Il testimone  fra gli antropofagi del Rio de la Plata 

Un giovane mozzo imbarcato su una nave diretta verso una zona inesplorata dell’America meridionale, grosso modo nell’interno del Rio de la Plata, viene catturato da una tribù di indios. I suoi...



Un giovane mozzo imbarcato su una nave diretta verso una zona inesplorata dell’America meridionale, grosso modo nell’interno del Rio de la Plata, viene catturato da una tribù di indios. I suoi compagni di viaggio vengono cucinati e mangiati nel corso di una grande orgia rituale, dove l’antropofagia si mescola alla più spinta promiscuità sessuale. Lui, però, viene risparmiato.

È questo l’innesco de “Il testimone”, romanzo del grande scrittore argentino Juan José Saer, scomparso a Parigi nel 2005, appena ripubblicato da La Nuova Frontiera (trad. Luisa Pranzetti), editore che aveva già dato alle stampe il romanzo qualche anno fa con un titolo diverso, “L’arcano”.

Saer è uno scrittore affascinante, per quanto poco noto da noi. C’è chi lo ha paragonato a Thomas Bernhard o a Samuel Beckett, probabilmente per il suo afflato filosofico, per la sua capacità di andare oltre la trama, i fatti raccontati. C’è un respiro metafisico, nei suoi romanzi, come una sorta di sgomento che noi lettori europei, abituati a spazi più ridotti, troviamo spontaneo ricondurre alle immensità dell’America del Sud, alle distanze vuote (o svuotate) che la nostra mente percorre.

Questo libro ci parla di alterità. Il narratore, il nostro mozzo, non capisce perché è stato risparmiato. Non capisce cosa questa tribù di indios pacifici, quasi conformisti, tranne che in occasione di una periodica festa di sesso, carne umana e morte, vogliano da lui.
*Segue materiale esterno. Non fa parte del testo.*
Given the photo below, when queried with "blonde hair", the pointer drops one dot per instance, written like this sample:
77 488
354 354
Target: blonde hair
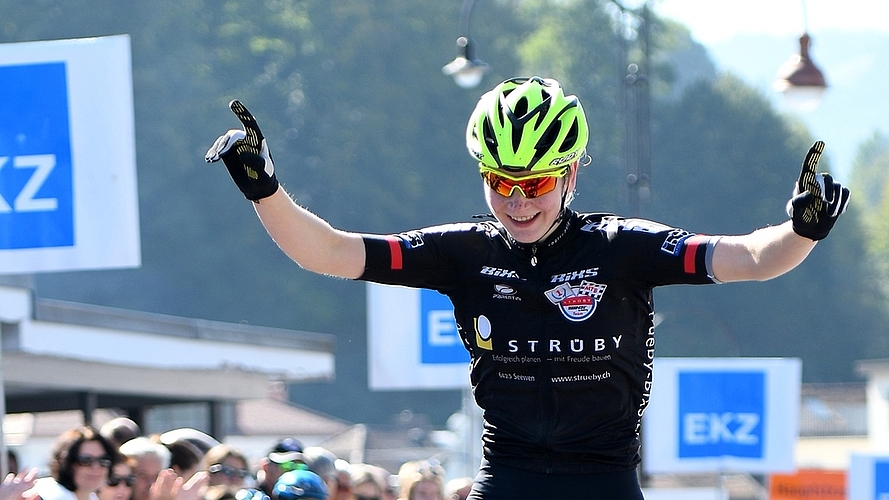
412 473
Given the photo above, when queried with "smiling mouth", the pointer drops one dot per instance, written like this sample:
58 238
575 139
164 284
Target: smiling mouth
523 219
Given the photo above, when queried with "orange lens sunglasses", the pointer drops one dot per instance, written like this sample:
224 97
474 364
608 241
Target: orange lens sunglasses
529 187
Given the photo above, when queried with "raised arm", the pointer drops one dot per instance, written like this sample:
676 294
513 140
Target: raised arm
769 252
306 238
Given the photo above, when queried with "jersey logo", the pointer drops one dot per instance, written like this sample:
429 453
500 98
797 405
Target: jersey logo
482 329
498 272
413 239
673 243
577 303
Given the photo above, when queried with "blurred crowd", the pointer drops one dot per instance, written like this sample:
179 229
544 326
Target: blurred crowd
117 462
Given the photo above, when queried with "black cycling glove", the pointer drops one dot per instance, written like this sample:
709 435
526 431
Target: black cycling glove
817 200
246 156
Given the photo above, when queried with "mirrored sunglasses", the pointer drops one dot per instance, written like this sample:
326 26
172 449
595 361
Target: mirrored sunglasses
127 480
88 460
529 187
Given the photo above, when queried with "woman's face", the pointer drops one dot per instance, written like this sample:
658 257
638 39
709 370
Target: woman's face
122 475
529 220
90 477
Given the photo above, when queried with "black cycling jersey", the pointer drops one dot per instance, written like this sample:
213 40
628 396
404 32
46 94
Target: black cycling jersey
560 333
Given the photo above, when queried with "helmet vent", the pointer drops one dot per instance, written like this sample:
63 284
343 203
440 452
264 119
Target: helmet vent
570 138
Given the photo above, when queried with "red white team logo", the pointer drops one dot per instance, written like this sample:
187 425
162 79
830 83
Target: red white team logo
577 303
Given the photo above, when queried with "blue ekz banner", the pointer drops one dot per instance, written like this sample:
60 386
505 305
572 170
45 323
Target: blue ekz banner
721 414
36 190
440 342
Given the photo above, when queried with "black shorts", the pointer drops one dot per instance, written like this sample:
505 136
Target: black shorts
496 482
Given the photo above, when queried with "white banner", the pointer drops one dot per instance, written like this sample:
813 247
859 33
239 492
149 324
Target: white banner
413 341
68 196
722 415
869 476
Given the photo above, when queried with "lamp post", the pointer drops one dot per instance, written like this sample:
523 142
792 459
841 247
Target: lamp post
466 69
634 25
799 79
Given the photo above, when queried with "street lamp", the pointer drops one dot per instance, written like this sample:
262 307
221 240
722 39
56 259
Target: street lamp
466 69
633 26
799 79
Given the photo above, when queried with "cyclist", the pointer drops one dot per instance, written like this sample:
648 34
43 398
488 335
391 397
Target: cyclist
554 306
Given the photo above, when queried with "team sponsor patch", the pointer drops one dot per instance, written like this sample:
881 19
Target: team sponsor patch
577 302
413 239
673 243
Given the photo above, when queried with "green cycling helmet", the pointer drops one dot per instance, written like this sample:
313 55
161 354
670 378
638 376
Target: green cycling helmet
527 125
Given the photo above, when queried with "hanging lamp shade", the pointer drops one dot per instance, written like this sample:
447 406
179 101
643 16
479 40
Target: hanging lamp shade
800 80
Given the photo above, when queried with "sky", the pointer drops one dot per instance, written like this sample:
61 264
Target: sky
850 44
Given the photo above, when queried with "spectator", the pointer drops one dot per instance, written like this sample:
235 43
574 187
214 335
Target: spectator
201 440
150 459
185 458
119 430
298 485
171 486
16 486
322 461
12 461
80 464
343 481
120 482
221 492
421 480
226 466
458 488
285 456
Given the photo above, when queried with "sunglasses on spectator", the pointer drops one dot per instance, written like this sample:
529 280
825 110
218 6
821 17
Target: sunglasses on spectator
227 470
530 186
127 480
88 460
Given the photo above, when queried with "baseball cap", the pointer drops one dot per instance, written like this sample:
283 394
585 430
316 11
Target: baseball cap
300 484
287 450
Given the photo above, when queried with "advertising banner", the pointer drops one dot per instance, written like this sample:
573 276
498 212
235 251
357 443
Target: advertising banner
722 415
68 197
808 484
869 476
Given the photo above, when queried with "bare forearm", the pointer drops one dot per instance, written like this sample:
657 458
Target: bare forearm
761 255
309 240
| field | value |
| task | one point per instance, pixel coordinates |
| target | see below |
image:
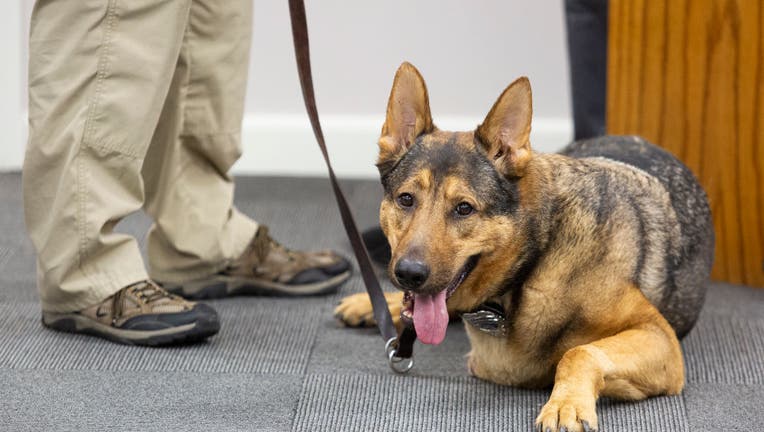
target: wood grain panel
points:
(689, 75)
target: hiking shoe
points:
(268, 268)
(140, 314)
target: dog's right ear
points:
(408, 116)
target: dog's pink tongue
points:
(430, 317)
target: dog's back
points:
(680, 289)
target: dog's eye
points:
(405, 200)
(464, 209)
La consapevolezza comincia a farsi strada solo molto tempo dopo, quando all’improvviso i suoi benevoli carcerieri lo lasciano andare, lo mettono su una canoa e lo spediscono giù lungo il grande fiume, fino all’ultimo cercando però di richiamare la sua attenzione, come se la sua missione finale fosse quella di ricordarli.

Dopo un’esperienza così, non si può che rimanere spaesati per il resto della vita. E questo è, infatti, anche un piccolo-grande romanzo sullo spaesamento, sul timore generato dai Grandi Determinismi Naturali, a cui nessuno si può sottrarre: il cosmo, con le sue leggi, lo spazio fisico, la geografia, il tempo che scorre, l’estraneità di ciascun essere umano (e ciascuna comunità umana) nei confronti di tutti gli altri (di tutte le altre).

È un romanzo sul bisogno che abbiamo della conferma di uno sguardo altrui, che ci dica ciò che siamo, o che siamo stati, in un certo luogo, in un certo momento, sotto un certo cielo. Ed è un romanzo sul destino del raccontare, che il testimone si porta appresso, una volta ritornato in Europa, e che alla fine assolve attraverso il teatro e la scrittura.

Ma questo è anche un romanzo che riecheggia i libri d’avventura, i romanzi dedicati alle esplorazioni dei Nuovi Mondi, quelli che oggi non sono più tali, perché abbondantemente esplorati, civilizzati, depredati.